I have accepted a job to replace some of the mud slills, rim joices and floor joices of a house with termite damage. The house was built in the early fifty’s and is clad with aluminum siding and I need to remove the bottom two to three courses for repairs and passing of materials under the house. What is the best way to remove this siding with out damage so as to reuse the siding when the job is done. The damage is located on the front of the house, so I would like the siding to match in color.
Repairman
Replies
Of course you know that AL siding dents if you even look at it funny, and with any siding you usually are better off removing from the top down.
But if you can start from the very bottom you can usually get a prybar under the bottom lip and pry out to loosen the starter channel, the bow the bottom siding piece out enough to pry it loose at the top. Once the top is loose, push the piece up to disconnect from the row above and repeat. When reinstalling, fasten pieces at the bottom by driving small galv casing nails through about every other drain hole on the bottom lip. Or if you have more than a couple of courses, install bottom-up and then fake the joint with the existing siding using the casing nail trick.
Another approach (best if you have a replacement piece) is to use a sharp knife to cut through the AL just under the lip of the piece above. On reinstalling, if you have a new piece cut it's nailing flange off so it will slide up behind the existing piece, then fasten at the bottom. If reinstalling the original piece, caulk the top joint.
Good luck. Is the customer expecting it to look just like it did??
I wouldn't take the job without the customers understanding that the siding could well look a bit abused when the job is finished.
Rich Beckman
Another day, another tool.
And don't forget that you can paint AL siding with reasonably satisfactory results.
If Tyranny and Oppression come to this land, it will be in the guise of fighting a foreign enemy. --James Madison
I wouldn't expect the aluminium siding to survive your intended technique. I'd start at the top and strip the entire wall if I truly wanted to re-use the sidings and make it look good.
Some things are impossible.
blue
Our Skytrak is for sale. It has 500 hrs on it. We want 50k (you pay the freight) and we'll finance it. Drop me an email; it's a good buy.
Depending upon the condition of the siding...taking it off might only be half as difficult as putting it back on. The final course anyhow.

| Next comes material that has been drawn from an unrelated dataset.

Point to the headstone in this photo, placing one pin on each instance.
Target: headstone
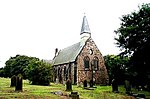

I'd start by removing the course thats five feet up....this way, you'll have plenty of room to work on the sills and stud connections and will allow you to replace sheathing with a full four foot run of plywood.
Use a vinyl siding tool to unlock the bottom of the course that lands at five foot. Carefully.....the Al. won't have the flexibility of vinyl. Once thats free start pulling nails and remove the lower courses top down.
Once repairs are made, try your best to replace siding, bottom up, so that top flange aligns nicely with the bottom course you left on.
If you're very careful, it can be done nicely.
I would however let the homeownr know that getting everything exactly as was is not guarenteed, and that matching the old will likely be impossible should you run into trouble removing or replacing.
Good luck.
J. D. Reynolds
Home Improvements
Built a big house back in the early 70's with aluminum siding. About two weeks after they moved in I got a call. The kids had spent the day bouncing baseballs off the house. It's just like working with vinyl and unzips the same way. A bit stiffer and will make you swear like a pirate. Watch your fingers and don't rush it. Pick a warm day and be exact when replacing, it doesn't stretch. A jar of Vaseline comes in handy.